BC: You two joined Black Cube’s fellowship during unprecedented times—amidst a global pandemic, a mass movement for racial justice, and an upsurge of political polarization in America. As artists, do you view this moment as restrictive or generative when it comes to ideating new works?
LC: Over time I have learnt the creative benefit and focus that all kinds of limitations can bring, and feel fairly accepting of external circumstances that shift one’s practice, attention or personal circumstances. The work moves forward as it can, and by following that it is possible to process and speak to one’s surrounding circumstances. For me, I look to my ongoing work as a grounding force through which I can most honestly respond to and move through life as it unfolds, whatever it might hold.
PAL: It seems to me that lots and lots of amazing art has always been generated during unprecedented times. I think it is often something to respond to or against. I tend to work harder under challenges and constraints. It isn’t always comfortable, but I think it can be a catalyst for good. I personally feel a need to work and make things. It is how I process the world and how I best communicate.
BC: Building off the previous question, how are you managing to conceptualize a site-specific project under the pandemic conditions?

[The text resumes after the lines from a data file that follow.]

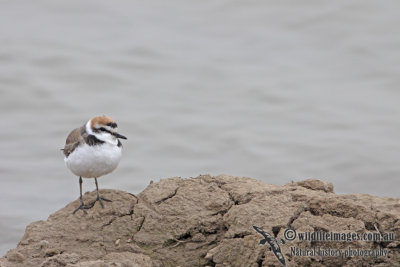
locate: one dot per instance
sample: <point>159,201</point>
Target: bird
<point>91,151</point>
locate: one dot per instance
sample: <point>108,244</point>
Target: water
<point>264,89</point>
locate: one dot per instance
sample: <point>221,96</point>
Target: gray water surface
<point>272,90</point>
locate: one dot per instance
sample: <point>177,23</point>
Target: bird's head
<point>104,128</point>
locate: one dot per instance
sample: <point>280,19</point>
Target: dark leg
<point>99,198</point>
<point>82,206</point>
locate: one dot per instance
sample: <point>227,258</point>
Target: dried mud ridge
<point>207,221</point>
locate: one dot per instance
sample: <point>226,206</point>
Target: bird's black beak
<point>119,135</point>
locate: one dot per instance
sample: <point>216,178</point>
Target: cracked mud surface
<point>207,221</point>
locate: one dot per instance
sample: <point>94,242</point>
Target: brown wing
<point>73,140</point>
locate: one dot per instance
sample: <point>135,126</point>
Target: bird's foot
<point>100,199</point>
<point>83,208</point>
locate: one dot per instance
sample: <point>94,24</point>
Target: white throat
<point>106,137</point>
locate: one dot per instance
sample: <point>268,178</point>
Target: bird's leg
<point>99,198</point>
<point>82,206</point>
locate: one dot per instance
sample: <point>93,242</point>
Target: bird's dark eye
<point>112,124</point>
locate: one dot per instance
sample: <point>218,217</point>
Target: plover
<point>91,151</point>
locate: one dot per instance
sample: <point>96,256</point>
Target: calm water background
<point>265,89</point>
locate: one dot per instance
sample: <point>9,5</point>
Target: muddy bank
<point>208,221</point>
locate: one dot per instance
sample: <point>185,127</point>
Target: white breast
<point>94,161</point>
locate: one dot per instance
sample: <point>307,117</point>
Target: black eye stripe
<point>112,124</point>
<point>104,130</point>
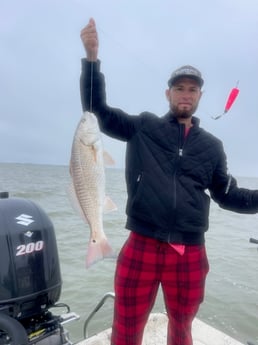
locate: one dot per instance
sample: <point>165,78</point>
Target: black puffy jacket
<point>169,178</point>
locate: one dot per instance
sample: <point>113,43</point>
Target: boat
<point>28,291</point>
<point>155,332</point>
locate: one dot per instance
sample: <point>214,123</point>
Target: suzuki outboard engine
<point>30,278</point>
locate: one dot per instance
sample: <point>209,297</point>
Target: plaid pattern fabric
<point>144,264</point>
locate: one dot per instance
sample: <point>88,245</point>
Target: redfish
<point>87,171</point>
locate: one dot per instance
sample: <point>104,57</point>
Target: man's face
<point>184,97</point>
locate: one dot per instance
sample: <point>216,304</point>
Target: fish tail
<point>98,251</point>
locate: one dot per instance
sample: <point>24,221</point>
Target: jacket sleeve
<point>227,194</point>
<point>112,121</point>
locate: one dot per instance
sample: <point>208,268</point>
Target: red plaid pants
<point>144,264</point>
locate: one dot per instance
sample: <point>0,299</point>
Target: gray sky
<point>141,43</point>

LC: The limitations of our current situation determined the project for us. We are only able to spend time with one another, and can only work in our studio. These circumstances dictated our collaboration and our site. It also gave us the thrilling question, how to work with the people whose lives intersect with the physical location of our studio in new ways. We are asking ourselves, how can we poke metaphorical holes in the usually private studio in order to engage with the people who walk and drive past it each day?

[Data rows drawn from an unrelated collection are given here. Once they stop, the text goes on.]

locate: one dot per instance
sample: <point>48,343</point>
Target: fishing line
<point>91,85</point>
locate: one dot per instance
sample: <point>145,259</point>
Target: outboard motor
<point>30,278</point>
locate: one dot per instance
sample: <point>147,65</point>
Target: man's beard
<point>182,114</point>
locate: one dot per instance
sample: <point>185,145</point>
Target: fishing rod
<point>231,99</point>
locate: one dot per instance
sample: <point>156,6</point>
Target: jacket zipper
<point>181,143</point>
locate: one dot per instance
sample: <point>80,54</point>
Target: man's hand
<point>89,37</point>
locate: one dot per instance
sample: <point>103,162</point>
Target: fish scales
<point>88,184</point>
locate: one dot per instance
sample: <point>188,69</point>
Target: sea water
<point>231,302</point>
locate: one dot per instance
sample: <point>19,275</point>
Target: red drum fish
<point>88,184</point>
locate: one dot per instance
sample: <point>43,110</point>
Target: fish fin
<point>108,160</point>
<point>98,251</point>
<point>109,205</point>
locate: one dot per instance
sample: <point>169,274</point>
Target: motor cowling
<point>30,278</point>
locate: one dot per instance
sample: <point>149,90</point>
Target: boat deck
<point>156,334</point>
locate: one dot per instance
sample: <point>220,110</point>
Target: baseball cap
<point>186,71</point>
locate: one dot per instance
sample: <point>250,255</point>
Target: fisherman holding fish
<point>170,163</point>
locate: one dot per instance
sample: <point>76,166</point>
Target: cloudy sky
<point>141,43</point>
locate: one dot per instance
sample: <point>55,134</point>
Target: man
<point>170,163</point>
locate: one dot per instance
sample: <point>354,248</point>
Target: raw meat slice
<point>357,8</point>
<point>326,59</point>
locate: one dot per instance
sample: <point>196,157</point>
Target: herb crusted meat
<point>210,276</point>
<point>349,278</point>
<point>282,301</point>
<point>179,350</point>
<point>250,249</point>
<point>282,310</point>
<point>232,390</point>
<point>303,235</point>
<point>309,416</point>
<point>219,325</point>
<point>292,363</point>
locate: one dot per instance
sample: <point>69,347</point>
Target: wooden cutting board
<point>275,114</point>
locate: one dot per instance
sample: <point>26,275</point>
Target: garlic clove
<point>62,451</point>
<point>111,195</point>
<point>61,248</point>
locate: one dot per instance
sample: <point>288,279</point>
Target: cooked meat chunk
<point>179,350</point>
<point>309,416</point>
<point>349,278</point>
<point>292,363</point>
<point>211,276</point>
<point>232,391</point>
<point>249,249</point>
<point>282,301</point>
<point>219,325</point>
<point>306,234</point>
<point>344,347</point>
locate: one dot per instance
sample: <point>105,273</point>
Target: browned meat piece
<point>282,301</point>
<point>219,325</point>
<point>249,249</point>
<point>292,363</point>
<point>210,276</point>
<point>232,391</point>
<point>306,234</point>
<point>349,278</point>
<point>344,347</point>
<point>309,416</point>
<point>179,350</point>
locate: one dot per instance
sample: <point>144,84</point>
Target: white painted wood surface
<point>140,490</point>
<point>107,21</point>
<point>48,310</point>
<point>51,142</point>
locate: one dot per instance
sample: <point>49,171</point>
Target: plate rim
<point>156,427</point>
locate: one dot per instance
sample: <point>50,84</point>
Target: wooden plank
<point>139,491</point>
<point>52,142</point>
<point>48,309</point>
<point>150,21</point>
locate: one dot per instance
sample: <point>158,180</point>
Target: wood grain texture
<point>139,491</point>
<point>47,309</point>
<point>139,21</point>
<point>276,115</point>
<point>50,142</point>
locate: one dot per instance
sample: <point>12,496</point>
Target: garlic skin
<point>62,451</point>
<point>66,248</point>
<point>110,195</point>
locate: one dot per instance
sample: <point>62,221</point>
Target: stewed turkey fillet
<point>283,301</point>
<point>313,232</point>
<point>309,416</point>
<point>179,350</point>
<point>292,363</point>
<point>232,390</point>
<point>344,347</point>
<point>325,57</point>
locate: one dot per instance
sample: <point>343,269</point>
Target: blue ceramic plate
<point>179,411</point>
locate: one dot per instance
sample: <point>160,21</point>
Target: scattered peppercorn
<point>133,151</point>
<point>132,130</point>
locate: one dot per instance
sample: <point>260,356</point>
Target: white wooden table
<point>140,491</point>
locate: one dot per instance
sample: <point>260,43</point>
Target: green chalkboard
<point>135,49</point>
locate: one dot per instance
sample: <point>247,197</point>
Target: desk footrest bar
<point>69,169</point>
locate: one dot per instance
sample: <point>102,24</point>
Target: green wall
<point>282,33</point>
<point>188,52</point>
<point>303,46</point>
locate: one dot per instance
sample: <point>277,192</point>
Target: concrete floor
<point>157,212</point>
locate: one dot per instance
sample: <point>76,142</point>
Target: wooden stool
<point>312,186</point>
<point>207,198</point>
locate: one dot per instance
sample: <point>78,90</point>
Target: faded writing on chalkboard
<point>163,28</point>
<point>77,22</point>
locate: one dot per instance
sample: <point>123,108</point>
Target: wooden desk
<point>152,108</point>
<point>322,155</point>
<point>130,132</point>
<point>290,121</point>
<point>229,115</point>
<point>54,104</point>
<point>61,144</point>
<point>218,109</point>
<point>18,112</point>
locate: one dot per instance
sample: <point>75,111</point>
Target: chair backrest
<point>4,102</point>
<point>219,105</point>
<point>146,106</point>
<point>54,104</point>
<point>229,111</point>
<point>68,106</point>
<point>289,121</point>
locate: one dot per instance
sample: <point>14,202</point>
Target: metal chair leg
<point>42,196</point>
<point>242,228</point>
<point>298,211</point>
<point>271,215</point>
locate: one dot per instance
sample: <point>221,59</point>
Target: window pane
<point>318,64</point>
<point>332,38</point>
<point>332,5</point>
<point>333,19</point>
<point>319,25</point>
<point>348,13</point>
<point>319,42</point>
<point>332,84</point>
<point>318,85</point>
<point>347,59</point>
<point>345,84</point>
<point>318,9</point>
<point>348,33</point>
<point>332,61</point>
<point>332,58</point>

PAL: It is amazing to be able to work on a project in the only place we can safely be. It has restricted us being able to go out to libraries and meet specialists in person, but we have found workarounds where possible and in general it has kept us more onsite.

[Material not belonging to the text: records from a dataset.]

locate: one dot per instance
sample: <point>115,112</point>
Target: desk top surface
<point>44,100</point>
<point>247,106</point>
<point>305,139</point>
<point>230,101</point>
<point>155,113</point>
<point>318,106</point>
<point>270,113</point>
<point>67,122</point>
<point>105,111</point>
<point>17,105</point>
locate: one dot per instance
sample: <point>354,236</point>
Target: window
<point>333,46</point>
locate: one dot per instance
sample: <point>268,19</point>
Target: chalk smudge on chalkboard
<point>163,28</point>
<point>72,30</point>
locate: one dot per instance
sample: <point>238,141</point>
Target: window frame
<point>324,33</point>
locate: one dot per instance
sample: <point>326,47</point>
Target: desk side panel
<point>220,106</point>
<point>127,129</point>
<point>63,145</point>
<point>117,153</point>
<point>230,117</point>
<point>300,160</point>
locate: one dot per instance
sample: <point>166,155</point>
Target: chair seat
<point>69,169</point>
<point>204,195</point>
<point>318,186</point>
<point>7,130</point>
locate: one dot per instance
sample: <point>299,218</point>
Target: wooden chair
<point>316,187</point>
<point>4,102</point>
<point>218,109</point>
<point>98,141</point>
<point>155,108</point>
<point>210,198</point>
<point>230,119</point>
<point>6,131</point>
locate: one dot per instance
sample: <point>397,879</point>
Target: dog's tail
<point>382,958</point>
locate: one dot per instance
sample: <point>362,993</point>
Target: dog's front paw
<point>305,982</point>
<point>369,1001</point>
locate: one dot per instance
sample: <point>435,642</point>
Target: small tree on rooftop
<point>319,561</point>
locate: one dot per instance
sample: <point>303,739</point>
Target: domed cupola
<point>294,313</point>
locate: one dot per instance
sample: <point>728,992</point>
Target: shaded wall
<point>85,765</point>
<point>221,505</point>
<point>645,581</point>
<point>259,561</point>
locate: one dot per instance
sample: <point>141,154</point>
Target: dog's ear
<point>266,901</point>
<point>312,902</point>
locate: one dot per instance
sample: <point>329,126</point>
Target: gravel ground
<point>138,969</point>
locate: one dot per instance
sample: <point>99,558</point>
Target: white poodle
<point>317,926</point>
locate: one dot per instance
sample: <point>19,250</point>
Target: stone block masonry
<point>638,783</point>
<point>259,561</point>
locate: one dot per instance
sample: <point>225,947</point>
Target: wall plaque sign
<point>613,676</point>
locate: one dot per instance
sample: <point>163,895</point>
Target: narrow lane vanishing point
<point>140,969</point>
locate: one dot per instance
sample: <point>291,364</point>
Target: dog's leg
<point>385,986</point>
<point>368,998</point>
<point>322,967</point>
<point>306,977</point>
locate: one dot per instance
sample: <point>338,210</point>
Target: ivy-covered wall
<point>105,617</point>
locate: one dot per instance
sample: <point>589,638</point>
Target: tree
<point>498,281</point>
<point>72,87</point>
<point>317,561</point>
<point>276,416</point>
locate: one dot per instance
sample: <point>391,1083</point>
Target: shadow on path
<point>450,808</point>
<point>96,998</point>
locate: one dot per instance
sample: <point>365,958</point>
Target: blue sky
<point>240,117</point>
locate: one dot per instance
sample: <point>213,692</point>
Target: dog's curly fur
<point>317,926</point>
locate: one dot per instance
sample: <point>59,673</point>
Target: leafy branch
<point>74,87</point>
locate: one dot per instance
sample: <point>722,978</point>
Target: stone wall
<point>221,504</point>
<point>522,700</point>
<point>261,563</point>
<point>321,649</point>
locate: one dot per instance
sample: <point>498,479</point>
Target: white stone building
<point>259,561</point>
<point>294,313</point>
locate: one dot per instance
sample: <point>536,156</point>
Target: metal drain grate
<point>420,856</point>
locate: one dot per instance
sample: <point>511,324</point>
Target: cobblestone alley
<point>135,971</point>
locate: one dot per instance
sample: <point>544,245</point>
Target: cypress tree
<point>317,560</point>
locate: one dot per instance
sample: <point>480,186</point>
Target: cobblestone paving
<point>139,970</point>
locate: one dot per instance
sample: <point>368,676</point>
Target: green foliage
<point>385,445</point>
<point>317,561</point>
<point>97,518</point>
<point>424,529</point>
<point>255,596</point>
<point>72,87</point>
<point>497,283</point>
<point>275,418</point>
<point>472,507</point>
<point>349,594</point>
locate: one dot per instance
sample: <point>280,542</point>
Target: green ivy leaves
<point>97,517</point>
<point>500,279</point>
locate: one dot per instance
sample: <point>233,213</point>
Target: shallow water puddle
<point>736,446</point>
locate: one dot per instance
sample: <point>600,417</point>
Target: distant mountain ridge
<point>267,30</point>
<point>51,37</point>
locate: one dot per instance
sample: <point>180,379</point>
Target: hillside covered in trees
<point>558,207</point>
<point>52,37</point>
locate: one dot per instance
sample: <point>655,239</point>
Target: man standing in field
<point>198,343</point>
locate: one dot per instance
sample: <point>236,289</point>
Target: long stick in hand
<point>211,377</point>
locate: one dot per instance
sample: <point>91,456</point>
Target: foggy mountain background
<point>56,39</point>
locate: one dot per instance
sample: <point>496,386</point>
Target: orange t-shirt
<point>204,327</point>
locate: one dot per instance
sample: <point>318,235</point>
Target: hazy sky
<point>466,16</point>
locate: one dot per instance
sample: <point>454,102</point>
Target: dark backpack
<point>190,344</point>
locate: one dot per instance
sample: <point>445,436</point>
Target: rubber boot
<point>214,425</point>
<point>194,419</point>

BC: This named fellowship focuses on the plural concept of diversity and inclusivity. Can you explain what diversity and inclusivity means to you, in relation to your practices and the wider art world?
LC: In our neighborhood when we work on our house for example, every person walking past will stop and talk to us and share their views. We had two rocks sitting on our front steps for a while and a neighbor told us they’d wondered what they “mean” every time they walk past. It's a very interesting prospect to be making work for the specific community of our neighborhood. None of them know or I imagine would care particularly if we told them we make art. Allowing things to be discovered within the normal life of the people coming across them is to me the most direct way to engage my fellow human beings, while releasing whatever expectations and baggage are connected with the concept of art. For me, it is about allowing the work to happen and be discovered in a location that positions it honestly and deeply within people’s own experience, where its existence and interpretation is equally met by any interested party.
PAL: One thread we are following right now is examining how history is told, and by whom. Through our Black Cube project, we’ve set ourselves the challenge of questioning and opening up how a single location within a community is remembered and challenging that narrative by embracing the plurality and complexity of human history. How can we tell a story of a site that begins before the land rose out of the ocean, and extends as far as scientists can predict into the future?